Hillary Clinton was no George Marshall in the job, but next to this boob, she looks like the reincarnation of Thomas Jefferson:
John Kerry invents country of Kyrzakhstan
In an embarrassing slip of the tongue, Mr Kerry last week praised US diplomats working to secure “democratic institutions” in the Central Asian country, which does not exist.
The newly minted diplomat was referring to Kyrgyzstan, a poor, landlocked nation of 5.5 million, which he appeared to confuse with its resource-rich neighbour to the north, Kazakhstan.
The State Department kindly omitted the error in the official transcript of Wednesday’s speech, which Mr Kerry delivered on the eve of his first foreign trip as secretary of state.
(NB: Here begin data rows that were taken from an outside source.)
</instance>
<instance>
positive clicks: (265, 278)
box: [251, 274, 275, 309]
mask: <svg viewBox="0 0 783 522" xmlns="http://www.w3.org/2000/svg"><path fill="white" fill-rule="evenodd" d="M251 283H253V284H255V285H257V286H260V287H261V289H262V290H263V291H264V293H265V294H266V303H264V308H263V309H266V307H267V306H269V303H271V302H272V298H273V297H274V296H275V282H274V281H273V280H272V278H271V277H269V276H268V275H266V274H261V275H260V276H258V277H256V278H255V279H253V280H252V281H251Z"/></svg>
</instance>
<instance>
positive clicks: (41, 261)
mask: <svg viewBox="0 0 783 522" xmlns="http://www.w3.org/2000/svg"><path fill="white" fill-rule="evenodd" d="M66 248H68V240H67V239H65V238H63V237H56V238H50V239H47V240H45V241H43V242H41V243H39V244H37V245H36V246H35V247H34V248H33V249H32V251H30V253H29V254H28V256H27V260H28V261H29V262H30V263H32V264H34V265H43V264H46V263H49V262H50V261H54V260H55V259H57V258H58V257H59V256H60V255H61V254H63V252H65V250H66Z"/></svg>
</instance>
Mr Kerry’s flub was all the more awkward, because Kyrgyzstan is a key ally in the U.S.-led war in Afghanistan and a major recipient of US aid, which totalled $41 million (£27 million) in 2011.
As a local radio wag wondered, can Kerry see Kyrzakhstan from his house (which is on a hill after all)?
John Kerry isn’t a dope because he confused two (or more) inconsequential eastern European states. He’s just a dope. This sort of thing is just further proof. He and Biden will make a great comedy team. Add Hagel and we can call them the Three Stooges.